De mes couleurs, ma nouvelle Alliée,
Estre ne peult vostre jambe liée,
Car couleurs n'ay, et n'en porteray mye,
Jusques à tant, que j'auray une Amye,
Qui me taindra le seul blanc, que je porte,
En ses couleurs de quelcque belle sorte.
Pleust or à Dieu, pour mes douleurs estaindre,
Que vous eussiez vouloir de les me taindre :
C'est qu'il vous pleust pour Amy me choisir
D'aussi bon cueur, que j'en ay bon desir :
Que dy je Amy ? Mais pour humble servant,
Quoy que ne soye ung tel bien desservant.

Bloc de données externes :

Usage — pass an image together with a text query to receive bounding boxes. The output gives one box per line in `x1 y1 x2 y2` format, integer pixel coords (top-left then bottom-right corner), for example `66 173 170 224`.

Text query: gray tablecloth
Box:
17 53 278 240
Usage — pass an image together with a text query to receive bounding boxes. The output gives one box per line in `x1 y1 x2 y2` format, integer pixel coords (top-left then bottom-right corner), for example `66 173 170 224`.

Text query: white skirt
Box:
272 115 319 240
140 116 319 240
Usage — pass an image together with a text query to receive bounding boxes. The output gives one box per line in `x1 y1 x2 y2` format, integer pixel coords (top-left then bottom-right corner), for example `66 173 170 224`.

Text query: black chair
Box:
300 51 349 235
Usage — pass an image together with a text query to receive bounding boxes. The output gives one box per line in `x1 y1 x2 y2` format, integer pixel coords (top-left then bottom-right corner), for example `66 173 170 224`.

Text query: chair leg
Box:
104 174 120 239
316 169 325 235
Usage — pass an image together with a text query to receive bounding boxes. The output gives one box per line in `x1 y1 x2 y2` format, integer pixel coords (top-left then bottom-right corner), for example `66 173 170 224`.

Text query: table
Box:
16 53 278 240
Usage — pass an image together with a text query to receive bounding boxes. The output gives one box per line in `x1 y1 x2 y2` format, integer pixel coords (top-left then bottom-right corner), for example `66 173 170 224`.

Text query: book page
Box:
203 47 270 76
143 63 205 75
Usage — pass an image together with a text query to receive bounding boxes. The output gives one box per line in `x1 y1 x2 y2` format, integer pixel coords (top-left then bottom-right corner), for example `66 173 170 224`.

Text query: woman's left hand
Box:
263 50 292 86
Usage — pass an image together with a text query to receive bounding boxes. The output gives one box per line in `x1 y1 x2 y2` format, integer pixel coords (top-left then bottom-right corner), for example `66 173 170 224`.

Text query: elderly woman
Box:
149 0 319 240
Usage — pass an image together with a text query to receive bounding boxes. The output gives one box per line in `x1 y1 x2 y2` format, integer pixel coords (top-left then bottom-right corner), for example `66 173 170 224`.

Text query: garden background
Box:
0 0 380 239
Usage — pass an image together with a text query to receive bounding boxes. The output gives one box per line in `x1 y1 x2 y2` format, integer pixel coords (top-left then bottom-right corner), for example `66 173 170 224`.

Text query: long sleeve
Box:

Mais quoy ? au fort, par loyaulment servir
Je tascheroye à bien le desservir.
Brief, pour le moins, tout le temps de ma vie
D'une autre aymer ne me prendroit envie.
Et par ainsi quand ferme je seroys,
Pour prendre noir, le blanc je laisseroys :
Car fermeté c'est le noir par droicture,
Pource que perdre il ne peult sa taincture.
Or porteray le blanc, ce temps pendant
Bonne fortune en amours attendant.
Si elle vient, elle sera receue
Par loyaulté dedans mon cueur conceue :
S'elle ne vient, de ma voulenté franche,
Je porteray tousjours livrée blanche.
C'est celle là, que j'ayme le plus fort
Pour le present : vous advisant au fort,
Si j'ayme bien les blanches ceinturettes,
J'ayme encor mieulx Dames, qui sont brunettes.